How can you help? You can start by swapping out the incandescent bulbs in your studio with compact fluorescent bulbs. CFLs use less power and last much longer, sometimes five to seven years. Small steps, but not inconsequential if you think of it the way Elizabeth Rogers and Thomas M. Kostigen do in The Green Book: "If everyone in the U.S. replaced just five incandescent bulbs, we’d keep one trillion pounds of greenhouse gases out of the air." That’s a significant contribution.
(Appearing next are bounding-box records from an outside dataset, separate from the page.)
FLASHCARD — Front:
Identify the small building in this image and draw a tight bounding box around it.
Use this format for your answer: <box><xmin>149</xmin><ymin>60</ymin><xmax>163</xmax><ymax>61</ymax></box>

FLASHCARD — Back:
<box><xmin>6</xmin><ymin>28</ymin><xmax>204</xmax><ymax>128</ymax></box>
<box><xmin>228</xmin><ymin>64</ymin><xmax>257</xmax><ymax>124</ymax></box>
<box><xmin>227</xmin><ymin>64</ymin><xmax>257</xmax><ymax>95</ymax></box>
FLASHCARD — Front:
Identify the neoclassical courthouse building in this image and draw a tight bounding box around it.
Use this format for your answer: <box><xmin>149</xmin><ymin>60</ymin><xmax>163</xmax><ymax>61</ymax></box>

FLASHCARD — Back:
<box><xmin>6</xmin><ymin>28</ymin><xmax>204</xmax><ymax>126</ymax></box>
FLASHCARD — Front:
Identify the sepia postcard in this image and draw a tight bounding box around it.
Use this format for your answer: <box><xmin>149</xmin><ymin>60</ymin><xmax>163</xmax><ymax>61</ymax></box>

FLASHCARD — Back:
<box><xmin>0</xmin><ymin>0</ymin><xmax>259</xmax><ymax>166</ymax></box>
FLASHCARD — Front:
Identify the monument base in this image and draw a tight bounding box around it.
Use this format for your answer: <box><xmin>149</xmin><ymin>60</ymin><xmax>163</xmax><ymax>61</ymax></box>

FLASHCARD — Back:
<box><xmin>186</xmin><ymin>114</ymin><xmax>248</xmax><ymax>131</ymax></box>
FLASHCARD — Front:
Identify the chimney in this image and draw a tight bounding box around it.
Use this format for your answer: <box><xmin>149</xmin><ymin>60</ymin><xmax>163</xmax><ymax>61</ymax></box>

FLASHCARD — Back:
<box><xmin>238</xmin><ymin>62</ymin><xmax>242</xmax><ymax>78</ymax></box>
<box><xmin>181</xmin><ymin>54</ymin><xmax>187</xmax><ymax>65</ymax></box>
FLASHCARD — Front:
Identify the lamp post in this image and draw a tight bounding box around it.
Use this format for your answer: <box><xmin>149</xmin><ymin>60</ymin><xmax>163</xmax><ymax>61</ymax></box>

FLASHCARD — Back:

Powering down the rest of your gear will be harder to do, but advancing technology will help. LED-based lights and panels- just as bright, without all the heat- are already a major part of video and lighting kits. Some say the technology could replace CFL bulbs in the near future.
It’s also encouraging to learn that flat-panel displays, popular for a variety of practical and stylistic reasons, are also much more energy efficient than earlier CRT models. LCD displays, in fact, consume about half the power that plasma displays do. But in many cases, projectors consume even less. So could a projector’s inherent green appeal give this perennial display device new value in an increasingly flat-panel world? I think it just might.
Unfortunately, we won’t hear much about the comparative environmental benefits of projectors vs. flat-panel displays, especially from companies that sell both. If power consumption is important to you, you’ll need to do your homework. Compare yearly wattages in spec sheets online or ask your dealer to get those figures for you. And even if you can’t nail down wattages, pay attention to technology that monitors power consumption for you, such as the "Eco-Mode" and "AmbiBright" features in NEC’s Professional 90 series of projectors. Beyond power efficiency, look for lead-free components and trade-in and recycling programs that will keep the toxins in our landfills from reaching catastrophic proportions.
There are plenty of other compelling reasons to invest in a projector right now and David English’s report on page 24 gives you plenty of models to consider. You may just find that what’s good for the environment is also good for your wallet.